Ve ölenler... Kaşif Kozinoğlu beşinci galiba. Hapiste veya hapiste aldıkları moral darbelerden, yetersiz beslenme ve tedavilerden sonra ölenler... Kaşif Kozinoğlu tam duruşmaya çıkacakken öldü. Bu ölüm gibi, polis müdürü Behçet Oktay’ın ölümü de çok sarsıcıydı, çünkü şüpheler içeriyordu. Başbakan CHP’ye  “yüzleş yüzleş”  diyeceğine tarihe geçecek bu faciayı düzeltmeye çalışmalı. Bütün bunlar AKP iktidarı zamanında oluyor. Kaşif Kozinoğlu ölmeden bir hafta önce Aydınlık gazetesine bazı bilgileri el yazısıyla yazarak yollamış. Biliyorsunuz kendisi MİT’çidir. Çok ilginç bilgiler veriyor. Hükümetten bazı insanların bilgi verenler içinde olduğunu, hayretle okuyorsunuz. İşin içinde yabancı istihbaratlar da var. Bazıları da Edelman’ın Wikileaks belgelerine geçmiş. Hani şu 8 yerde hesap meselesi falan. Bunların nasıl elde edildiğine dair de fazlasıyla ilginç malumat var.

Kadınlar halledecek 
Askerlik işlerimiz, vicdani ret, bedelli falan derken ve komutanlar da içeri tıkılmışken karmakarışık oldu. Ama tarihin hazırlığı da diyalektiği de bir yandan işliyor. Sendikacı kadınlar askere gitmeye talip olmuşlar. Bu bile yeter. Türk ruhu böyle canlanıyor herhalde.
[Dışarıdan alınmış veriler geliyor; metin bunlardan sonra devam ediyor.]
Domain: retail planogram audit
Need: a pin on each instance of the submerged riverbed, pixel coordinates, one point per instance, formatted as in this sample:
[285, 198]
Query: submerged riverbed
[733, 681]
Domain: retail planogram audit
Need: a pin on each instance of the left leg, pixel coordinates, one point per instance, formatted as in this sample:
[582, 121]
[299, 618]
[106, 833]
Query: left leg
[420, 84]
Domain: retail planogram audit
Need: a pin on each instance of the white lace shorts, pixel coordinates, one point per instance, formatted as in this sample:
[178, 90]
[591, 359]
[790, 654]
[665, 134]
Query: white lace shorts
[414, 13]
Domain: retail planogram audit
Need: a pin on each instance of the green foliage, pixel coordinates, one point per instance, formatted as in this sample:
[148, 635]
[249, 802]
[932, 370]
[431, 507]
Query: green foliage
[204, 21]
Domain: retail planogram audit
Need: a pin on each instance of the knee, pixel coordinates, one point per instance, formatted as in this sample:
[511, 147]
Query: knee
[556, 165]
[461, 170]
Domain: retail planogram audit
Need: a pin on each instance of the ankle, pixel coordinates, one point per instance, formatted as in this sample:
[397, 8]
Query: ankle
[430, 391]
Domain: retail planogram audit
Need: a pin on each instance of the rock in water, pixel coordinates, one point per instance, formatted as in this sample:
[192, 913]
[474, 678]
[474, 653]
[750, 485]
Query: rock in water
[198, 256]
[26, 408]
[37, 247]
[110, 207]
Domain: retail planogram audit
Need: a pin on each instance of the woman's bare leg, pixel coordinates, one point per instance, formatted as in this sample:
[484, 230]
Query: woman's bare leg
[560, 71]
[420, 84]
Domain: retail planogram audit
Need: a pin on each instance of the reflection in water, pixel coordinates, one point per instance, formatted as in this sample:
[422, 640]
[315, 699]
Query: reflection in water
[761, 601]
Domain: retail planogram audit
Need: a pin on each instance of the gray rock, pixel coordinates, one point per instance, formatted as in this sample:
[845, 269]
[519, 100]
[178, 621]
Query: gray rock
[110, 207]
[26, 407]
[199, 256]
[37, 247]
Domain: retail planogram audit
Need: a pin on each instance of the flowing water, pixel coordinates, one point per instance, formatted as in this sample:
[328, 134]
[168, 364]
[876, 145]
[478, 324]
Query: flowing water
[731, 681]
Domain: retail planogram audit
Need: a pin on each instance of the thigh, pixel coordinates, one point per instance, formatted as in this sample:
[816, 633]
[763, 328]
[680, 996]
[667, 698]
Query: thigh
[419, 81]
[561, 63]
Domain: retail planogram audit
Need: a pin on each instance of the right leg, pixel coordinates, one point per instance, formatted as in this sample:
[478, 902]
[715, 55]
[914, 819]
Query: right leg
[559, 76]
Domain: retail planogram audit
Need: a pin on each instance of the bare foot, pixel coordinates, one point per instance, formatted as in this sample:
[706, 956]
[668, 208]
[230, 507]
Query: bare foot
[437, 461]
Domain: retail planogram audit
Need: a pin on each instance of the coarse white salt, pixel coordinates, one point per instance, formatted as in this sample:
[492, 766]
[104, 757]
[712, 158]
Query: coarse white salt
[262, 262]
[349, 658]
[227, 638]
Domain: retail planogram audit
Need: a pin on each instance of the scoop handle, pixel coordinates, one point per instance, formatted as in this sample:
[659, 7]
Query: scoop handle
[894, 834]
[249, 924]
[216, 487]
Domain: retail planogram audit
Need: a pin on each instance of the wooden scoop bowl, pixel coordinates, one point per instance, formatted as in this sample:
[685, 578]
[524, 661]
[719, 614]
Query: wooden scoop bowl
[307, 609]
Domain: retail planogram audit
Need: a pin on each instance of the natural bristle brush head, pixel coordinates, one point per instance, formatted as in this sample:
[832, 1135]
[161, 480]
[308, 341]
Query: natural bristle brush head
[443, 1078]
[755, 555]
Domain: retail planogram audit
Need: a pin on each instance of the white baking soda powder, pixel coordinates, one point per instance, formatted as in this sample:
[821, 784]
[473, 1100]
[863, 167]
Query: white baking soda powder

Hakanların yanında devlet idare eden, savaşan hatunları biliriz. İslam tarihinde de böyle örnekler vardır. Belki Beşşar Esad’ın ve Kaddafi’nin “Ülkemden gitmem, savaşırım” sözlerinin altında da bu ruh, İslam’ın direnişli ruhu yatıyordur.
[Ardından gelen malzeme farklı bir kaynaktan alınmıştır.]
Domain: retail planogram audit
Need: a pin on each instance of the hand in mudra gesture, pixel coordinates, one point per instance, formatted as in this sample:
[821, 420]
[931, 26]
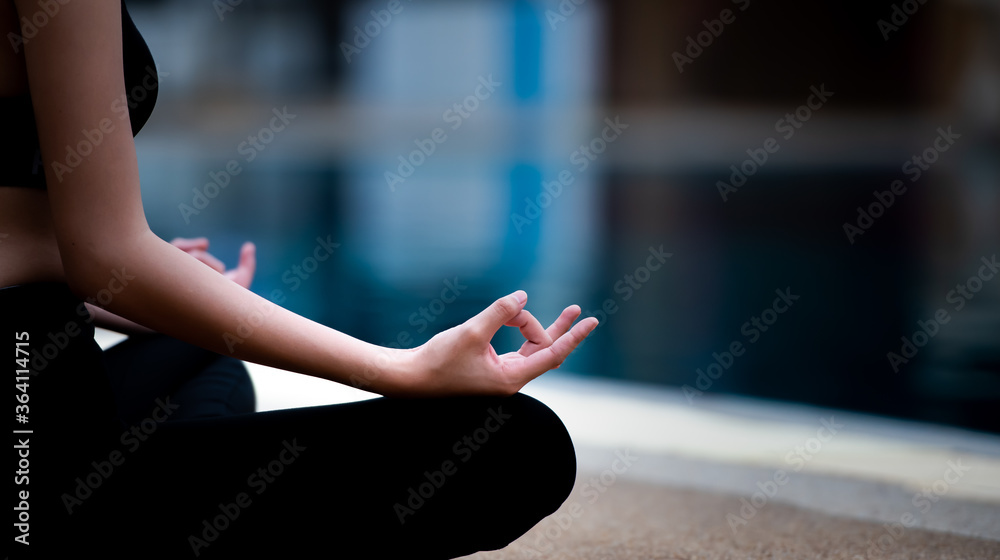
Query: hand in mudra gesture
[461, 360]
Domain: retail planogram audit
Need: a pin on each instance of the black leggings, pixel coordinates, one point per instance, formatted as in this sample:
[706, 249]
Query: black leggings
[172, 476]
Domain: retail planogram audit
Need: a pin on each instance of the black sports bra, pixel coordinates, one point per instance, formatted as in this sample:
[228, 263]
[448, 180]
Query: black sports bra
[21, 160]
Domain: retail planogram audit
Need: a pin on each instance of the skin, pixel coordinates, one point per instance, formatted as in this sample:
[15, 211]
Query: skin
[89, 229]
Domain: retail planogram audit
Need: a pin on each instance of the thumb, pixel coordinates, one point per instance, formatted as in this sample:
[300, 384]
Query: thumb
[185, 244]
[500, 312]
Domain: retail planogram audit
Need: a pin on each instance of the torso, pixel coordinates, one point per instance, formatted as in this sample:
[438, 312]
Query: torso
[28, 249]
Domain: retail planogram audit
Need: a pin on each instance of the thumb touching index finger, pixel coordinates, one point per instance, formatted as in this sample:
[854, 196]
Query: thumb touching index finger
[499, 313]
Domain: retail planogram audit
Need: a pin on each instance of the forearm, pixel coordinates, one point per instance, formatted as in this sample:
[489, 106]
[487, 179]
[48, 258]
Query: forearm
[107, 320]
[155, 284]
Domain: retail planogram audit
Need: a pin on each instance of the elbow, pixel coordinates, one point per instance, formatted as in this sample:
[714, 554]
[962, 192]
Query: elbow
[95, 277]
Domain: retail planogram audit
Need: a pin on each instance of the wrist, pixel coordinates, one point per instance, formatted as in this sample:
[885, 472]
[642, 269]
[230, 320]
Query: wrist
[390, 372]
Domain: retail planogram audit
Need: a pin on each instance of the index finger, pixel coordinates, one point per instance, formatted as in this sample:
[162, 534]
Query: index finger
[553, 356]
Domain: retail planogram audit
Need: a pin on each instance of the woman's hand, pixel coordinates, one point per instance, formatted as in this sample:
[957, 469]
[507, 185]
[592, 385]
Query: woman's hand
[243, 273]
[461, 360]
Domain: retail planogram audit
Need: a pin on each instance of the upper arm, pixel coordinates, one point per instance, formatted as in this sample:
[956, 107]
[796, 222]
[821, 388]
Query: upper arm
[74, 68]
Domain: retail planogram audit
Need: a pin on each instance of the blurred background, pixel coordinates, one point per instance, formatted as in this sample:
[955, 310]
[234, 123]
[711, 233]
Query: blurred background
[400, 165]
İki kadın televizyonda oturup Atatürk’ü, mahkûm edici demiyorum da (buna güçleri yetmez), gözden düşürücü lâflar edip duruyorlar. O kadar telâşlı ve hırslılar ki ikisi birden konuştuğu için ne dedikleri anlaşılmıyor. Bir kadın da -ki Ermenilere yakın olduğu söylenir-   “Atatürk’ü Dersim’le bitirebilirsiniz”  diye akıl öğretmiş. İşte Hocalı katliamını unutmak diye buna derler
Bunlara, Atatürk olmasaydı siz  “okuyamaz” , eğitim göremez, oy  “veremezdiniz”  falan gibi beylik laflar etmeyeceğim. Biraz önce söylediğim gibi, tarihin hazırlığından ve diyalektiğinden bahsedeceğim ve sendikacı kadınları hatırlatacağım.